Recebi as duas com aqueles modos que Deus me deu. O importante é o meu filho estar contente e, claro, eu também fico satisfeita. Mas precisava de desabafar. Assim que elas saíram, peguei logo no telefone e liguei à minha amiga Matilde aquela que é o verdadeiro calmante lá do bairro, sempre pronta para o que der e vier, e com conselhos infalíveis, testados e comprovados por mim ao longo dos anos. Contei-lhe tudo, escarrapachei o coração, e pedi-lhe aquela orientação básica de quem sabe o que faz.
Falámos até as vozes quase se gastarem, e só parámos porque o meu filho chegou de surpresa, com cara de quem vai tomar grandes decisões. Confesso que tremi, pois pensei: Vem mais bomba aí. E não é que veio mesmo? Mãe, quero que ela e a filha venham morar connosco, sai-lhe da boca assim, sem anestesia.
Fiquei sem saber por onde começar, mas lá engoli em seco e disse: Sim, deixa-as vir.
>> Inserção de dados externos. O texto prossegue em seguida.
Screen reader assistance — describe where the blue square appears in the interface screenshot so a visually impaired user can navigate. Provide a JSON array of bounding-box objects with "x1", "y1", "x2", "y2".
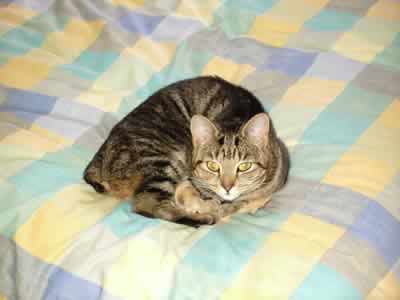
[
  {"x1": 289, "y1": 263, "x2": 363, "y2": 300},
  {"x1": 0, "y1": 88, "x2": 57, "y2": 122},
  {"x1": 260, "y1": 49, "x2": 316, "y2": 77},
  {"x1": 119, "y1": 11, "x2": 164, "y2": 35}
]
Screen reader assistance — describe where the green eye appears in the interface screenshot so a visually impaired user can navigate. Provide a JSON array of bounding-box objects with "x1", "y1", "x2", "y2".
[
  {"x1": 207, "y1": 161, "x2": 219, "y2": 172},
  {"x1": 238, "y1": 163, "x2": 253, "y2": 172}
]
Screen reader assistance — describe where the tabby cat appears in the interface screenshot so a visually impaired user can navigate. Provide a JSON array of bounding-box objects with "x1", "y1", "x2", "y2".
[{"x1": 84, "y1": 76, "x2": 289, "y2": 224}]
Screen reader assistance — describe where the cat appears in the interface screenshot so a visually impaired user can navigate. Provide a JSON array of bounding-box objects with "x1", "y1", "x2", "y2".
[{"x1": 83, "y1": 76, "x2": 289, "y2": 224}]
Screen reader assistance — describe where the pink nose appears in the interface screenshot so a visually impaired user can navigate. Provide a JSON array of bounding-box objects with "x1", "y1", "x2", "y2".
[{"x1": 222, "y1": 181, "x2": 234, "y2": 192}]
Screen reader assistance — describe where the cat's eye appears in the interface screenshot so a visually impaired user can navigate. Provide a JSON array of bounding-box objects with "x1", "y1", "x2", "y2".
[
  {"x1": 238, "y1": 162, "x2": 253, "y2": 172},
  {"x1": 207, "y1": 161, "x2": 219, "y2": 172}
]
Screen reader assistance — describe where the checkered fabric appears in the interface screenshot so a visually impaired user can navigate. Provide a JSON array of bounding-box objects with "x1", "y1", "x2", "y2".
[{"x1": 0, "y1": 0, "x2": 400, "y2": 300}]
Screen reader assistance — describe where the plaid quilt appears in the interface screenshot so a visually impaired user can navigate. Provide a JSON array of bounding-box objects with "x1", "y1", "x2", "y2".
[{"x1": 0, "y1": 0, "x2": 400, "y2": 300}]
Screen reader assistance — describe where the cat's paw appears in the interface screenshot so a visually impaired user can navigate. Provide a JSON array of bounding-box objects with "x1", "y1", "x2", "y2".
[{"x1": 175, "y1": 195, "x2": 210, "y2": 215}]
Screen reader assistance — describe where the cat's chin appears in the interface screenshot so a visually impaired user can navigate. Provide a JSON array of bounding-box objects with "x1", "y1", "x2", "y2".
[{"x1": 219, "y1": 194, "x2": 238, "y2": 202}]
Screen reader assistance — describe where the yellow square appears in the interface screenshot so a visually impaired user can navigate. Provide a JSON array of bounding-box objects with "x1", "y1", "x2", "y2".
[
  {"x1": 176, "y1": 0, "x2": 220, "y2": 25},
  {"x1": 281, "y1": 213, "x2": 345, "y2": 247},
  {"x1": 282, "y1": 77, "x2": 346, "y2": 107},
  {"x1": 249, "y1": 14, "x2": 303, "y2": 47},
  {"x1": 322, "y1": 103, "x2": 400, "y2": 197},
  {"x1": 125, "y1": 37, "x2": 176, "y2": 71},
  {"x1": 268, "y1": 0, "x2": 329, "y2": 25},
  {"x1": 41, "y1": 19, "x2": 104, "y2": 64},
  {"x1": 322, "y1": 152, "x2": 398, "y2": 198},
  {"x1": 202, "y1": 56, "x2": 255, "y2": 84},
  {"x1": 221, "y1": 214, "x2": 344, "y2": 300},
  {"x1": 103, "y1": 223, "x2": 209, "y2": 299},
  {"x1": 14, "y1": 185, "x2": 119, "y2": 263},
  {"x1": 366, "y1": 272, "x2": 400, "y2": 300},
  {"x1": 367, "y1": 0, "x2": 400, "y2": 21},
  {"x1": 0, "y1": 56, "x2": 50, "y2": 90},
  {"x1": 1, "y1": 125, "x2": 66, "y2": 153},
  {"x1": 0, "y1": 3, "x2": 36, "y2": 34},
  {"x1": 379, "y1": 99, "x2": 400, "y2": 131}
]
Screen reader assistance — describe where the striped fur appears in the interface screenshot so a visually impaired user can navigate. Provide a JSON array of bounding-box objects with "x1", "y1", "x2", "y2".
[{"x1": 84, "y1": 77, "x2": 289, "y2": 221}]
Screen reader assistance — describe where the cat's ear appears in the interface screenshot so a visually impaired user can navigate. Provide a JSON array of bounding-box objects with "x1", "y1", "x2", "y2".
[
  {"x1": 190, "y1": 115, "x2": 218, "y2": 147},
  {"x1": 240, "y1": 113, "x2": 270, "y2": 149}
]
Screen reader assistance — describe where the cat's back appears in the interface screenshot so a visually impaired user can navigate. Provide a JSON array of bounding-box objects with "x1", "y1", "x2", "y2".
[{"x1": 121, "y1": 76, "x2": 264, "y2": 132}]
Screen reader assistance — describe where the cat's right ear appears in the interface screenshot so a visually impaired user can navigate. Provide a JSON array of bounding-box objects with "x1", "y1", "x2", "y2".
[{"x1": 190, "y1": 115, "x2": 218, "y2": 147}]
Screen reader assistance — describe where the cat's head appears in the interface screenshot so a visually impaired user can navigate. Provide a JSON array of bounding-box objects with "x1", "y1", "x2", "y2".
[{"x1": 191, "y1": 113, "x2": 270, "y2": 201}]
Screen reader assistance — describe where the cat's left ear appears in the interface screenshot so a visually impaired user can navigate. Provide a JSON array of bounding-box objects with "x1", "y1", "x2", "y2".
[{"x1": 240, "y1": 113, "x2": 270, "y2": 149}]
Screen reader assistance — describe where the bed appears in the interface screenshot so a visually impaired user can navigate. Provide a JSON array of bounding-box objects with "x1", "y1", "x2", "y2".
[{"x1": 0, "y1": 0, "x2": 400, "y2": 300}]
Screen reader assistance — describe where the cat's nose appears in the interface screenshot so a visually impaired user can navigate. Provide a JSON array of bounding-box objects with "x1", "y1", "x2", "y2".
[{"x1": 222, "y1": 180, "x2": 234, "y2": 192}]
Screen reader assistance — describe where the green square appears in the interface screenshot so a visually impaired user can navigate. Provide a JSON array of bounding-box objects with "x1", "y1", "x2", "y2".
[{"x1": 212, "y1": 5, "x2": 256, "y2": 37}]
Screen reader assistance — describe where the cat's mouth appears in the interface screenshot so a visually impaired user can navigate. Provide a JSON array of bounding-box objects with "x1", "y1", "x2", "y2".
[{"x1": 218, "y1": 192, "x2": 239, "y2": 202}]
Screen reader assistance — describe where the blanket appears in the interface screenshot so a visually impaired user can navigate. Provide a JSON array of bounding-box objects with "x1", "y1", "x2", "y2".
[{"x1": 0, "y1": 0, "x2": 400, "y2": 300}]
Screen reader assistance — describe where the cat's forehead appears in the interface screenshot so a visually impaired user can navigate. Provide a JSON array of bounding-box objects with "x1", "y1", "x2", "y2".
[{"x1": 216, "y1": 134, "x2": 252, "y2": 160}]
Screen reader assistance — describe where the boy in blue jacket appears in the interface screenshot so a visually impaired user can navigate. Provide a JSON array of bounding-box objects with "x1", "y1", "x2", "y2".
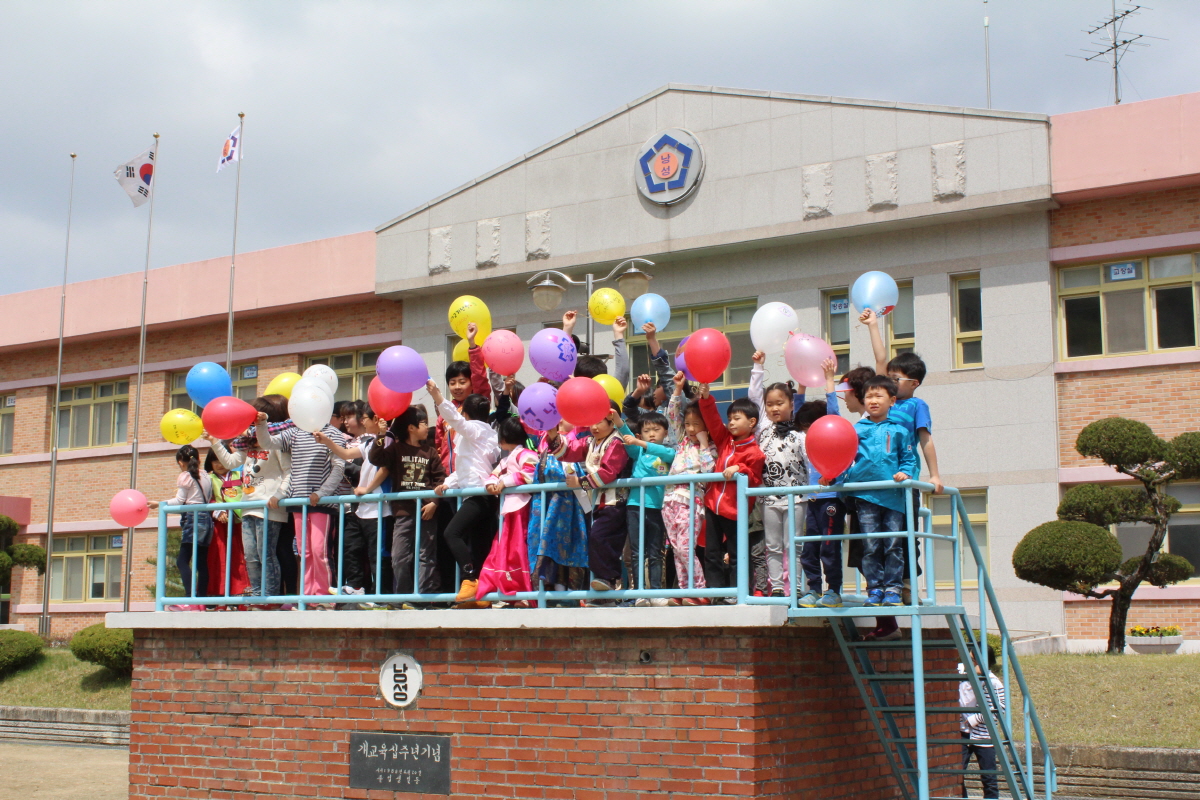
[{"x1": 821, "y1": 375, "x2": 917, "y2": 606}]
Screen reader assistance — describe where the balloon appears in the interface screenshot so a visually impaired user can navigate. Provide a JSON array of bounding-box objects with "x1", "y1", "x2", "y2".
[
  {"x1": 676, "y1": 336, "x2": 696, "y2": 380},
  {"x1": 517, "y1": 383, "x2": 563, "y2": 431},
  {"x1": 263, "y1": 372, "x2": 300, "y2": 397},
  {"x1": 185, "y1": 361, "x2": 233, "y2": 405},
  {"x1": 688, "y1": 327, "x2": 731, "y2": 384},
  {"x1": 750, "y1": 302, "x2": 800, "y2": 355},
  {"x1": 158, "y1": 408, "x2": 204, "y2": 445},
  {"x1": 288, "y1": 378, "x2": 334, "y2": 433},
  {"x1": 529, "y1": 327, "x2": 578, "y2": 381},
  {"x1": 593, "y1": 374, "x2": 625, "y2": 404},
  {"x1": 588, "y1": 289, "x2": 625, "y2": 325},
  {"x1": 629, "y1": 293, "x2": 671, "y2": 335},
  {"x1": 304, "y1": 363, "x2": 337, "y2": 395},
  {"x1": 552, "y1": 378, "x2": 612, "y2": 427},
  {"x1": 200, "y1": 398, "x2": 260, "y2": 439},
  {"x1": 376, "y1": 344, "x2": 430, "y2": 392},
  {"x1": 804, "y1": 414, "x2": 858, "y2": 479},
  {"x1": 108, "y1": 489, "x2": 150, "y2": 528},
  {"x1": 449, "y1": 294, "x2": 492, "y2": 343},
  {"x1": 784, "y1": 333, "x2": 836, "y2": 386},
  {"x1": 484, "y1": 331, "x2": 524, "y2": 375},
  {"x1": 367, "y1": 375, "x2": 413, "y2": 420},
  {"x1": 850, "y1": 270, "x2": 900, "y2": 317}
]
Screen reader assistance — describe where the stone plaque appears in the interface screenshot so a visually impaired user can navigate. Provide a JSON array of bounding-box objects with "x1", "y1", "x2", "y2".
[{"x1": 350, "y1": 733, "x2": 450, "y2": 795}]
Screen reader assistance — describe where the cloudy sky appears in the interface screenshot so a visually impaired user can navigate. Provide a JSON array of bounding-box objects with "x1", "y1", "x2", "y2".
[{"x1": 0, "y1": 0, "x2": 1200, "y2": 293}]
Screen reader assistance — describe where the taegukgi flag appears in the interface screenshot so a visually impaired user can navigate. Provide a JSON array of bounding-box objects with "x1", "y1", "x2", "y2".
[
  {"x1": 217, "y1": 125, "x2": 241, "y2": 173},
  {"x1": 113, "y1": 144, "x2": 158, "y2": 206}
]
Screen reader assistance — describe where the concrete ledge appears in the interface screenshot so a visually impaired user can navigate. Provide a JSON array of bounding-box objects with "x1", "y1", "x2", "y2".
[{"x1": 104, "y1": 606, "x2": 792, "y2": 630}]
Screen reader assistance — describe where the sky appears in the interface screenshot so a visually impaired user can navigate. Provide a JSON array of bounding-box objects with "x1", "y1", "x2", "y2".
[{"x1": 0, "y1": 0, "x2": 1200, "y2": 293}]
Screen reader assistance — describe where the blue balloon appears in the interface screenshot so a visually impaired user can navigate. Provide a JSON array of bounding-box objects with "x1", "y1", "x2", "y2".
[
  {"x1": 850, "y1": 271, "x2": 900, "y2": 317},
  {"x1": 186, "y1": 361, "x2": 233, "y2": 405},
  {"x1": 629, "y1": 293, "x2": 671, "y2": 336}
]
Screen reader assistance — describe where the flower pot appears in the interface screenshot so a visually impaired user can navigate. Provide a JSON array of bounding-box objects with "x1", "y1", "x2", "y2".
[{"x1": 1126, "y1": 636, "x2": 1183, "y2": 656}]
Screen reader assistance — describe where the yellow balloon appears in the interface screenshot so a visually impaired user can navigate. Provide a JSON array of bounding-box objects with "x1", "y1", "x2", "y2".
[
  {"x1": 588, "y1": 289, "x2": 625, "y2": 325},
  {"x1": 263, "y1": 372, "x2": 301, "y2": 399},
  {"x1": 158, "y1": 408, "x2": 204, "y2": 445},
  {"x1": 449, "y1": 294, "x2": 492, "y2": 345},
  {"x1": 595, "y1": 373, "x2": 625, "y2": 405}
]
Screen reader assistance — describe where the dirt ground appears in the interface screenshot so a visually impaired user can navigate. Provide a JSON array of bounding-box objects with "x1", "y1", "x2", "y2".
[{"x1": 0, "y1": 741, "x2": 130, "y2": 800}]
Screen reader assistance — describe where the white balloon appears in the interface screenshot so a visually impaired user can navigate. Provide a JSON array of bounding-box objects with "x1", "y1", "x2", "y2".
[
  {"x1": 301, "y1": 363, "x2": 337, "y2": 395},
  {"x1": 750, "y1": 302, "x2": 800, "y2": 355}
]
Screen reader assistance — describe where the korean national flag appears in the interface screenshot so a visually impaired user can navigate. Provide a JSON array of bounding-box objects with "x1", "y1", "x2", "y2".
[
  {"x1": 217, "y1": 125, "x2": 241, "y2": 173},
  {"x1": 113, "y1": 145, "x2": 157, "y2": 206}
]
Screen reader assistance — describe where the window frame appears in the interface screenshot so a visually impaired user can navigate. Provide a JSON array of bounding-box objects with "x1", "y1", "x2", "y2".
[{"x1": 1054, "y1": 252, "x2": 1200, "y2": 361}]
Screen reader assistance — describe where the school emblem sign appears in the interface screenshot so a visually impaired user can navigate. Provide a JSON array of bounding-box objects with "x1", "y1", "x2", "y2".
[{"x1": 634, "y1": 128, "x2": 704, "y2": 205}]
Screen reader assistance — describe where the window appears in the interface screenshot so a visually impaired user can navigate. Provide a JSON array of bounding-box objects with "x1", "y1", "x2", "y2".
[
  {"x1": 58, "y1": 380, "x2": 130, "y2": 447},
  {"x1": 1058, "y1": 253, "x2": 1200, "y2": 359},
  {"x1": 924, "y1": 489, "x2": 990, "y2": 587},
  {"x1": 308, "y1": 350, "x2": 382, "y2": 401},
  {"x1": 628, "y1": 301, "x2": 758, "y2": 389},
  {"x1": 950, "y1": 273, "x2": 983, "y2": 369},
  {"x1": 170, "y1": 363, "x2": 258, "y2": 414},
  {"x1": 50, "y1": 534, "x2": 125, "y2": 602},
  {"x1": 821, "y1": 287, "x2": 854, "y2": 375},
  {"x1": 0, "y1": 395, "x2": 17, "y2": 456}
]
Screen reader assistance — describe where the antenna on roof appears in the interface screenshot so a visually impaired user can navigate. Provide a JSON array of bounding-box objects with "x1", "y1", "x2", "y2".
[{"x1": 1068, "y1": 0, "x2": 1165, "y2": 106}]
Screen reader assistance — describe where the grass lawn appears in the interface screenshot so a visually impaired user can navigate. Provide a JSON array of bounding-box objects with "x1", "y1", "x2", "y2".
[
  {"x1": 1010, "y1": 654, "x2": 1200, "y2": 750},
  {"x1": 0, "y1": 648, "x2": 130, "y2": 711}
]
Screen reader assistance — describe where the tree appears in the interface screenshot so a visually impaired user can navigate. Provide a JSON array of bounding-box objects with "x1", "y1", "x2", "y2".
[{"x1": 1013, "y1": 416, "x2": 1200, "y2": 654}]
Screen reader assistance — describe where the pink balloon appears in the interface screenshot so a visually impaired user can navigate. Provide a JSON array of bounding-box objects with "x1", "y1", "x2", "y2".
[
  {"x1": 108, "y1": 489, "x2": 150, "y2": 528},
  {"x1": 784, "y1": 333, "x2": 836, "y2": 386},
  {"x1": 484, "y1": 331, "x2": 524, "y2": 375}
]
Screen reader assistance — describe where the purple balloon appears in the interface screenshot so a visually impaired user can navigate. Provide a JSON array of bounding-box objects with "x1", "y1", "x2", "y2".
[
  {"x1": 517, "y1": 383, "x2": 563, "y2": 431},
  {"x1": 529, "y1": 327, "x2": 578, "y2": 389},
  {"x1": 376, "y1": 344, "x2": 430, "y2": 392}
]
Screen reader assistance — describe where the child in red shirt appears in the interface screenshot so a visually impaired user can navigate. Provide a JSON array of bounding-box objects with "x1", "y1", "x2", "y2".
[{"x1": 700, "y1": 384, "x2": 767, "y2": 589}]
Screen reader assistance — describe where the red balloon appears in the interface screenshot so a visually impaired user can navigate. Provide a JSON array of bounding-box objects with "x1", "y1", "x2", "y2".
[
  {"x1": 554, "y1": 378, "x2": 612, "y2": 428},
  {"x1": 367, "y1": 375, "x2": 413, "y2": 420},
  {"x1": 688, "y1": 327, "x2": 731, "y2": 384},
  {"x1": 804, "y1": 414, "x2": 858, "y2": 479},
  {"x1": 200, "y1": 397, "x2": 258, "y2": 439}
]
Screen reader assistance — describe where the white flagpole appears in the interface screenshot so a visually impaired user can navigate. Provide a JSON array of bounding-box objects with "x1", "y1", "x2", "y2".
[
  {"x1": 121, "y1": 133, "x2": 160, "y2": 612},
  {"x1": 226, "y1": 113, "x2": 246, "y2": 378},
  {"x1": 37, "y1": 152, "x2": 76, "y2": 637}
]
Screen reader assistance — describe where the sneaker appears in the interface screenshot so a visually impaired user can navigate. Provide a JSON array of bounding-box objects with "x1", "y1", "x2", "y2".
[{"x1": 817, "y1": 590, "x2": 841, "y2": 608}]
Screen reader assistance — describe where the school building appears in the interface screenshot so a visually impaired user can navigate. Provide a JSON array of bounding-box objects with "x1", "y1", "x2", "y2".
[{"x1": 0, "y1": 85, "x2": 1200, "y2": 646}]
Ele ficou radiante e foi logo dar as boas novas à namorada.
Na minha cabeça, uma interrogação constante: Não será que esta mulher só está de olho na nossa casa grande ali nos Restauradores e na nossa bonança de euros, e agarrou-se ao rapaz só por causa disso?
Com esta ideia a remoer, lá adormeci. E sonhei com o meu marido, que já partiu há uns anos, a assegurar-me: Está tudo bem, Maria. Acordei na manhã seguinte a sorrir só de pensar o meu filho já tem idade para saber das coisas da vida, e se meter o pé na poça, há sempre tempo de enxugar.